NIPS 2017
Mon Dec 4th through Sat the 9th, 2017 at Long Beach Convention Center
Paper ID: 409 Convergence Analysis of Two-layer Neural Networks with ReLU Activation

### Reviewer 1

This paper provides convergence guarantees for two-layer residual networks with ReLU activations using SGD. This is an important problem and will be interesting to NIPS community. In particular, authors show that when the input is Gaussian and the ground truth parameters (the residual part W^*) are small enough, SGD will converge to the global optimal, which is also the ground truth in the considered setting. Preliminary experiments verify the claim on both synthetic data and real-world data. The paper is in general well written and a nice proof flowchart is provided to help readers. The two-phase analysis is interesting and novel, where in the first phase a potential function is constructed and proved to decrease with the iterations of SGD and in the second phase a classical SGD analysis is employed following one-point strong convexity. Potential issue in proof: We found a potential flaw in the proof for Lemma 2.5 (the convergence analysis of SGD). In line 778 of the appendix, the second equality should lead to $\langle W_t - W^*, \eta G_t \rangle$ instead of $\langle W_t - W^*, \eta \nabla f(W) \rangle$. These two formulations are equivalent to each other if they are in expectation, but the current results in Lemma 2.5 are not in expectation. Comparison to result of [ZSJ+2017]: a) it's important to note that the works are independent as that paper has not been presented so far, b) however, both the papers provide very similar Guarantees as this paper require "small" norm of the residual parameter while [ZSJ+2017] require good enough initialization, c) this paper however provides analysis of SGD which is more practical algorithm than GD. Overall, the paper presents an interesting result for two-layer neural networks and should be of interest to the NIPS community. However, the proof might have an issue that requires clarification. Refs: [ZSJ+ 2017] Recovery Guarantees for One-hidden-layer Neural Networks, ICML 2017, https://arxiv.org/pdf/1706.03175.pdf

### Reviewer 2

This paper discusses the convergence property of SGD for two layer NN with ReLU and identity mapping. The authors argue that SGD converges to a global minimizer from (almost) arbitrary initialization in two phases: * Phase 1: W is drifting in wrong directions but a potential function g(W) = || W* + I ||_{2, 1} - || W* + I ||_{2, 1} decreases * Phase 2: W converges to W* at a sublinear rate The analysis is a combination of local one-point restricted strong convexity (used to show Phase 2) + guarantees for entering this benign region (Phase 1).

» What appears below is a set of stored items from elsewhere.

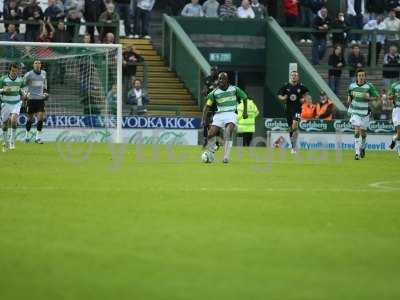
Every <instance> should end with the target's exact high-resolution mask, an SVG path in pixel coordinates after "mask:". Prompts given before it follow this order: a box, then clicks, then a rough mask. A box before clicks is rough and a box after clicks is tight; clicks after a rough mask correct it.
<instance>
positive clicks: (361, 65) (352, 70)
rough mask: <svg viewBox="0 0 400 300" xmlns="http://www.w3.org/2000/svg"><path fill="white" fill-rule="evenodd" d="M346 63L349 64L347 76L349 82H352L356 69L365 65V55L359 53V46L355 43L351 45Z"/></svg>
mask: <svg viewBox="0 0 400 300" xmlns="http://www.w3.org/2000/svg"><path fill="white" fill-rule="evenodd" d="M347 65H348V66H349V77H350V79H351V82H354V81H355V74H356V70H357V69H361V68H364V67H365V57H364V55H363V54H362V53H361V51H360V47H359V46H358V45H356V44H354V45H353V46H352V47H351V52H350V54H349V56H348V58H347Z"/></svg>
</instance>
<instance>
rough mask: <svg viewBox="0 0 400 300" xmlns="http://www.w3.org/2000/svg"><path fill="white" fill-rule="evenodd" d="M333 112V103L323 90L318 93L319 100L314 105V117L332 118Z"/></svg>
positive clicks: (329, 118) (331, 119) (323, 118)
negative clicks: (319, 94) (315, 111)
mask: <svg viewBox="0 0 400 300" xmlns="http://www.w3.org/2000/svg"><path fill="white" fill-rule="evenodd" d="M334 112H335V105H334V104H333V102H332V101H331V100H330V99H329V98H328V96H327V95H326V93H325V92H321V93H320V102H318V103H317V105H316V116H315V118H317V119H320V120H326V121H329V120H332V119H333V114H334Z"/></svg>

I didn't check the proofs line by line, but I'm a bit unclear about the statements of Lemma 5, I would kindly ask the authors to elaborate the following: First, W^t needs to satisfy the one-point strongly convex property for all t. We need to control ||W^t||_2 < gamma -- the upper bound for ||W^*||_2. I think for this you need some smoothness assumption. Could you please point me where how do you ensure this? Second, the authors assumes that the iterates W^t stays in the one-point RSS region with diameter D. In line 174, you mentioned D = sqrt(d)/50, where d is the input dimension. This means the number of iterations you need must be larger than dimension d. I think this might be a bit weak, as many convergence results for nonconvex optimization are dimension free. Thanks!